Tyson speaks with a broad, yet posh, Cambridge accent usually.
Without his stutter hindering him, his vowels weren’t as stretched - reducing how broad, and deep, his voice sounded overall - and drawing attention away from the sharper, clipped edges of his consonants; a slight inflexion led by considering Hebrew to be his first language.
Whenever Tyson is becoming sick or already running a fever, he tends to stutter more on the letter P; due to the way the internal temperature increase messes with his tongue.
When drunk, the letter R becomes nigh impossible for Tyson to form properly, it becomes a W instead.
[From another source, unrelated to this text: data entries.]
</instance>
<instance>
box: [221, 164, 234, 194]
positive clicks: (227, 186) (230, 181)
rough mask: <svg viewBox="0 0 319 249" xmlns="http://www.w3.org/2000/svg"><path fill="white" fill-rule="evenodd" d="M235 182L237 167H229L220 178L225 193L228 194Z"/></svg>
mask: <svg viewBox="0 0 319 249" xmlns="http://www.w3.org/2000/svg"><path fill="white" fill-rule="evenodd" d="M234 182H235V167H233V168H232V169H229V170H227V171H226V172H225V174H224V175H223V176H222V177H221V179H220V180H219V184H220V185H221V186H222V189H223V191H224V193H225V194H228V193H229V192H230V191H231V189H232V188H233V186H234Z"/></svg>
A stark contrast to the rolled R that had been drilled into his usually precise received pronunciation by countless tutors, but that’s rather the point: it was drilled into Tyson to rolled his Rs, leading off of Hebrew, Tyson doesn’t naturally enunciate his Rs.
There are three accents that Tyson can reliably imitate: New York (Brooklyn/Queens), Cockney/Essex, & Dublin.
His New York accent definitely leans stronger towards Brooklyn where, once again, Tyson is guided by his Jewish roots, but when Tyson ends up having to maintain his New York accent, he inevitably gets lazy about his pronunciation and strays into Queens a little, particularly on longer words.
Similarly, his Essex accent is spot on, to begin with, but when he’s speaking for an extended period of time, it will end up straying into a more generalised Cockney. The only accent that Tyson can reliably and consistently produce outside of his own without it straying is a Dublin accent. He has that one down to a tee.